Your statement regarding heteroskedasticity is not a problem as long as your likelihood function doesn't assume homoskedasticity.  If you would assume a normal distribution with a fixed variance, then it is possible that a given criterion could generate an incorrect solution.
The value of the information criterion will generally be proportional to the posterior probability found using a Bayesian method.  The largest difference is about how parameters are understood.  The information criterion is driven by the supremum of the likelihood of the parameter estimates, whereas the Bayesian posterior over the model space integrates out the uncertainty over the entire parameter space.  The Bayesian method removes the consequence of making a specific choice for a parameter.
In practice, most models are far apart in posterior probability from the most likely model.  It does happen that a few models will be close in probability.  I have had that happen.  I have had the case where one model had about 54% posterior probability; another had about a 46% posterior probability and the remaining seventy-six models had a total posterior probability of around 1/10,000 when their posterior probabilities were added together.
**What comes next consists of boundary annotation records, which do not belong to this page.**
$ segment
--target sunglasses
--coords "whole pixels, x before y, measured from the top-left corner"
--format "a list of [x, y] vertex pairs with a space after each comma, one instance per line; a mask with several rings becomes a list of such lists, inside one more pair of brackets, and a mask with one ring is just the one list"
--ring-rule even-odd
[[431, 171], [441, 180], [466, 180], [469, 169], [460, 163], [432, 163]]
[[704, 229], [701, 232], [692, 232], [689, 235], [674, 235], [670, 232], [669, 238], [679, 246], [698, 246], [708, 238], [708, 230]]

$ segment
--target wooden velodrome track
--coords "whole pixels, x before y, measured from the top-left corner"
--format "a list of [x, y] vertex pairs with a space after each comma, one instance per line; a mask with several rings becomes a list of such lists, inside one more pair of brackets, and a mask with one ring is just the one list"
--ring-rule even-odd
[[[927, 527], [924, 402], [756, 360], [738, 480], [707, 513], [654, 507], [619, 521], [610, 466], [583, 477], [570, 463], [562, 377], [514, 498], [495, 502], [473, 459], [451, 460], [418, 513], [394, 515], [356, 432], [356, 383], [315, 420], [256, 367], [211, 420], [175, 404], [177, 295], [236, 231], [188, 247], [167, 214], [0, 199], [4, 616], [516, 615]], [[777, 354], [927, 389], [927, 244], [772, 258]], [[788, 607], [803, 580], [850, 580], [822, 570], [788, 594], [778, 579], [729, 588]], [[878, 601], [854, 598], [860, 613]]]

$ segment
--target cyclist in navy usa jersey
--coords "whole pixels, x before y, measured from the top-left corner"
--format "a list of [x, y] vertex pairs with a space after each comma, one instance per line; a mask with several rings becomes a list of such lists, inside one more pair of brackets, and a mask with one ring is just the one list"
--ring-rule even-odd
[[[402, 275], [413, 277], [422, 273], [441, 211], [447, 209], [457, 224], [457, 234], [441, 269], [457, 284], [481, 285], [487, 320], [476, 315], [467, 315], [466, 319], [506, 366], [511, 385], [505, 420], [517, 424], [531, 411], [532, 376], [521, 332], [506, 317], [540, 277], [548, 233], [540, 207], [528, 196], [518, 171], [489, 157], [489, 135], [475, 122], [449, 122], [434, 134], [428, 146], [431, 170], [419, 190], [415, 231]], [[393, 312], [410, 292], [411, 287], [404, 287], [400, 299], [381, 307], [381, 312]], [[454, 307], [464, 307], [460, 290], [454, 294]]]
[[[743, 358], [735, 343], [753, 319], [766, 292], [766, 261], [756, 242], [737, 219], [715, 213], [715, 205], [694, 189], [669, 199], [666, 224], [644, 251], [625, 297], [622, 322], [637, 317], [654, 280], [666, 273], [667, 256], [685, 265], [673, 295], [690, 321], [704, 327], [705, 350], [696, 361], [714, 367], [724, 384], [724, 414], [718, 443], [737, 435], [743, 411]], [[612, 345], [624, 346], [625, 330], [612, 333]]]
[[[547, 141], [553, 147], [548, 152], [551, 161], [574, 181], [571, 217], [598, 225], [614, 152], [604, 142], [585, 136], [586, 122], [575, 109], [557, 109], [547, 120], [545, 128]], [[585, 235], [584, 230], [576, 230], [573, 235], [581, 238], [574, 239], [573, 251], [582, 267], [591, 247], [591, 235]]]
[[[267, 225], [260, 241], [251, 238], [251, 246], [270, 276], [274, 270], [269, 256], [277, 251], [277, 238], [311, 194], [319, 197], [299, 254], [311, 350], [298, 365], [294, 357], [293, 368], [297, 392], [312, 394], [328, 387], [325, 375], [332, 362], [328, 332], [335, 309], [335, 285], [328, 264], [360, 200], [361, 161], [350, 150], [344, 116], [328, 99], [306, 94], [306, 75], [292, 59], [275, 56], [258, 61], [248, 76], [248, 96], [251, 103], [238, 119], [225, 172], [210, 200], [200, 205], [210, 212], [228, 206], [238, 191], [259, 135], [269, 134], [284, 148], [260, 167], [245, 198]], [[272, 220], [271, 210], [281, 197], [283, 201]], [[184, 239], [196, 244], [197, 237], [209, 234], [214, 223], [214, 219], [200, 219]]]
I did not have a reason to calculate an information criterion but had I, seventy-six would not be close to the best two, and the best two would be marginally different.  What I did instead was to exclude the worst 76 and used model averaging on the two remaining models.  Tests against the hypothesis of concern showed that the joint model was better than either apart.  As they did not share variables, the difference was substantial.  Interestingly, both models made theoretical sense, after the fact, but also made it clear something was missing in the models and that further research was needed.
There is an argument, that I do not find persuasive, that using the information criterion could be problematic using combinatoric solutions if none of the models is the true model in nature.  In essence, every choice is a misspecified model.
The problem with the argument is that you can never validate this state of nature unless someone else comes along and validates via a theoretical construction a model that is not in your set.  Nonetheless, you need to work with what you have today.
Two other potential issues could happen if there is a variable or set of variables that must be present for theoretical reasons, but removing them is optimal.  That can happen with some form of collinearity.  The solution is to force mandatory variable into every model.  It could also happen if you cannot fully capture causal variables and marks the difference between prediction and inference.
Imagine you were looking at readmission rates at a hospital.  You found the single best variable was having been in the ICU, for predictive purposes.  It would be life-threateningly dangerous to then ban people from going to intensive care.
Imagine the true best predictor for readmission was skipping doctor visits six months prior to the hospitalization and non-compliance with medical orders, but you couldn't capture or fully capture this.  Imagine a hospital where there are three readmissions per month, all of whom were admitted to the ICU.  When you ban admission to the ICU it goes up to eighteen readmissions per month.  
The presence of the ICU as a variable may be the best single predictor, but it is not valuable for inferential purposes.  In that case, an information criterion could give a misleading result.
Logic is always your greatest protection against bad models.